My mother often tells the story of being pregnant with her second set of twins, and searching high and low for the bottles she’d placed in the fridge only moments ago.
Instead, she found two dirty nappies sitting right beside the milk.
She’d thrown the bottles in the bin and placed the nappies in the fridge.
Pregnant women often tell stories of forgetting where they’ve parked the car. Or going to an ATM to withdraw money and suddenly having a mental blank as to what their pin number is. Or frantically searching for their phone, before discovering that they’re on it.
‘Pregnancy brain’ or ‘mumnesia’ have become as accepted a part of pregnancy as sore nipples or lower back pain. But is there actually any truth to it?

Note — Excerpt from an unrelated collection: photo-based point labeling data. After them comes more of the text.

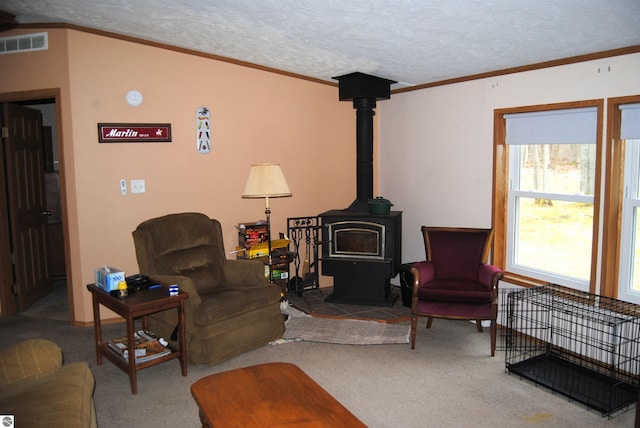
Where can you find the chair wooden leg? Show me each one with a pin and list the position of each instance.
(414, 326)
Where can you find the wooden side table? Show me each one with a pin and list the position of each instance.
(134, 306)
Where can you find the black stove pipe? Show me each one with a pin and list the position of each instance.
(363, 90)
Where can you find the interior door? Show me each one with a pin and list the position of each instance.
(27, 209)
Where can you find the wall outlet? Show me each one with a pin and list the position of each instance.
(137, 186)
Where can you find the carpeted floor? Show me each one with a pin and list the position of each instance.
(449, 380)
(53, 306)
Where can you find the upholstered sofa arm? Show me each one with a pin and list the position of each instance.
(29, 361)
(184, 283)
(422, 272)
(241, 273)
(489, 275)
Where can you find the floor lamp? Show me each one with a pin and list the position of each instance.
(266, 181)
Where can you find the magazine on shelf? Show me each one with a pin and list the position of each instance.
(147, 346)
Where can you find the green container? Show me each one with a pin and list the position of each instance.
(379, 206)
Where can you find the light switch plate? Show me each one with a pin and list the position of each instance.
(137, 186)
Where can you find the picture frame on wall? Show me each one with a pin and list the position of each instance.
(134, 132)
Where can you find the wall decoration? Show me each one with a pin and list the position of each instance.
(134, 132)
(203, 130)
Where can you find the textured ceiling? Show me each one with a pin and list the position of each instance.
(410, 41)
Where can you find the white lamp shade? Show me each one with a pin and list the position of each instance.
(266, 180)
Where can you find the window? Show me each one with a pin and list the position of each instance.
(629, 276)
(546, 203)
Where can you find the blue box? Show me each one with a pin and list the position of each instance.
(108, 277)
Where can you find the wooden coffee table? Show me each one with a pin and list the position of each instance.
(267, 395)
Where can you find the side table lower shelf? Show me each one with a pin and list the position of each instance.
(139, 305)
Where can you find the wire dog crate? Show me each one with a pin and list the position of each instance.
(578, 344)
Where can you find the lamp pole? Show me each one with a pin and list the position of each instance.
(267, 212)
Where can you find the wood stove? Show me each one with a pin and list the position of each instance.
(362, 251)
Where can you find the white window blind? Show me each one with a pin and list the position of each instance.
(567, 126)
(630, 126)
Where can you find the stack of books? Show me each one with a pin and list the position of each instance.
(147, 346)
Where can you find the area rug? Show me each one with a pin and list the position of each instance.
(345, 331)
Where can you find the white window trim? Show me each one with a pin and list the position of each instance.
(629, 206)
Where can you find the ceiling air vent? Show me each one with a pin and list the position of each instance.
(24, 43)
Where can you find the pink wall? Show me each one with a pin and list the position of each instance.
(257, 116)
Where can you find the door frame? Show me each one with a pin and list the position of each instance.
(7, 298)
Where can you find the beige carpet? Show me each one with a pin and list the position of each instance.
(344, 331)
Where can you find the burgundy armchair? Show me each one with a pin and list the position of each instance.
(455, 281)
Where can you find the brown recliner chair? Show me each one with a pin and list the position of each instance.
(232, 308)
(455, 281)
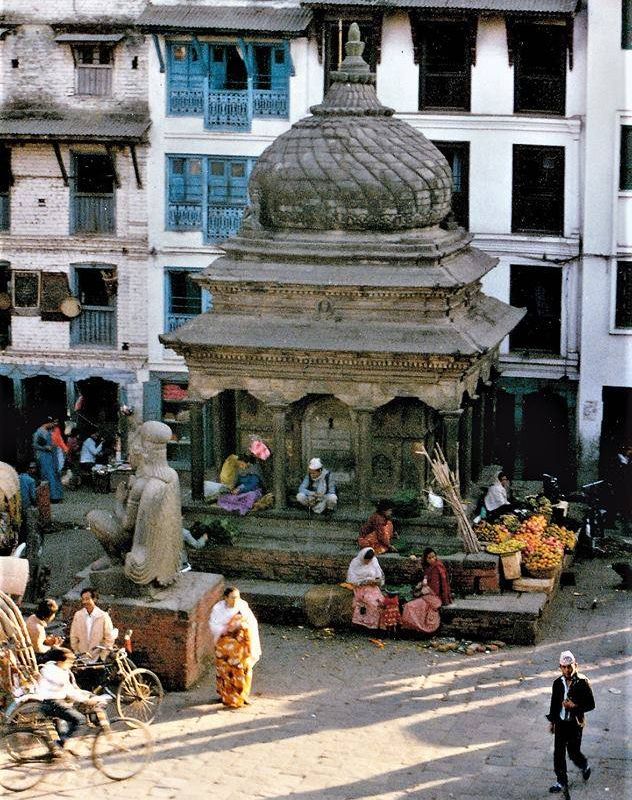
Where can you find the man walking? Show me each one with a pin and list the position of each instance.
(571, 698)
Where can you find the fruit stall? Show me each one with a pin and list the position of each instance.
(531, 546)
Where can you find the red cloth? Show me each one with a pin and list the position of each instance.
(437, 578)
(389, 615)
(377, 532)
(422, 614)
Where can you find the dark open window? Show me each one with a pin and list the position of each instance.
(336, 35)
(538, 189)
(625, 173)
(458, 157)
(92, 194)
(445, 65)
(540, 68)
(539, 289)
(93, 69)
(184, 299)
(95, 286)
(5, 305)
(623, 305)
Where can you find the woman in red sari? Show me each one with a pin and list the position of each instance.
(237, 648)
(377, 532)
(422, 613)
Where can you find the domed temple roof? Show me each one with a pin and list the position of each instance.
(342, 279)
(352, 165)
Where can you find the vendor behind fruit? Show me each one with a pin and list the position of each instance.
(497, 498)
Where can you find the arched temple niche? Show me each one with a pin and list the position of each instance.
(325, 427)
(396, 429)
(254, 418)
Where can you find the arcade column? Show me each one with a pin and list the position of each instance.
(196, 408)
(365, 456)
(279, 465)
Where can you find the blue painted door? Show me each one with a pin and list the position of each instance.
(227, 196)
(187, 73)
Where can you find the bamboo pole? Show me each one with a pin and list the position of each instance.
(448, 485)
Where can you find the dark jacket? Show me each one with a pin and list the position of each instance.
(579, 692)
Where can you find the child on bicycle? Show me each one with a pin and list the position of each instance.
(56, 687)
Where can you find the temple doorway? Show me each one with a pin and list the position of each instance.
(329, 432)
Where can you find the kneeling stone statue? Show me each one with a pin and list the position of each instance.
(145, 531)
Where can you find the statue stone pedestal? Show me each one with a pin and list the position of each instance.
(170, 625)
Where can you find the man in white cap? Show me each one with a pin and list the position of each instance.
(571, 698)
(317, 492)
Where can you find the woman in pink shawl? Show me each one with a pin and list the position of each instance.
(422, 613)
(366, 575)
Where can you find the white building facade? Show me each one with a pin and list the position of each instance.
(73, 215)
(540, 147)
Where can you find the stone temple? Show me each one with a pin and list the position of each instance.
(348, 319)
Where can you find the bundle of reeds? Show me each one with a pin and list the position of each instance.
(448, 486)
(14, 635)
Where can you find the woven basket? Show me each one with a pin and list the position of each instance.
(543, 573)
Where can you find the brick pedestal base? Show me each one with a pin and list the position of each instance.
(170, 626)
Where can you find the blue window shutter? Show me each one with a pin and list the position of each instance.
(177, 171)
(187, 72)
(280, 67)
(217, 67)
(152, 400)
(194, 174)
(178, 70)
(238, 180)
(218, 180)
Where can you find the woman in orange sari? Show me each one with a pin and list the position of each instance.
(237, 648)
(433, 591)
(377, 532)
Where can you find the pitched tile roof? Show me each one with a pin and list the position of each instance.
(42, 123)
(161, 18)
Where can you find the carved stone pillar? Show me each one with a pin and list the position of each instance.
(365, 456)
(450, 435)
(196, 409)
(279, 458)
(518, 465)
(478, 435)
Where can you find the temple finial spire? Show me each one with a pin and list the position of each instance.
(353, 64)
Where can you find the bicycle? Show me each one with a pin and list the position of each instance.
(137, 691)
(120, 749)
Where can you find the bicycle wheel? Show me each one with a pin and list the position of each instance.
(139, 695)
(24, 756)
(122, 750)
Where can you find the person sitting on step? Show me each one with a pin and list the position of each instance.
(317, 492)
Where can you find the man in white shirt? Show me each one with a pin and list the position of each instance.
(55, 688)
(497, 500)
(91, 628)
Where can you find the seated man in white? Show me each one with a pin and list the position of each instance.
(317, 492)
(91, 628)
(497, 499)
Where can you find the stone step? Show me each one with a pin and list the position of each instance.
(512, 617)
(324, 563)
(297, 523)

On the latest episode of Mamamia’s pregnancy podcast Hello Bump in partnership with Westpac, Rebecca Judd insists that pregnancy brain is a very real phenomenon.
But obstetrician, gynecologist and IVF specialist, Dr Joseph Sgroi, says as much as one might feel forgetful, ‘mumnesia’ is absolutely a myth.
“From the point of view of a woman who potentially feels as though she has pregnancy brain, there’s probably a whole other reason why,” Dr Sgroi says. He doesn’t discount Judd’s very real experience of vagueness and confusion, but says it has less to do with being pregnant, and more to do with fatigue.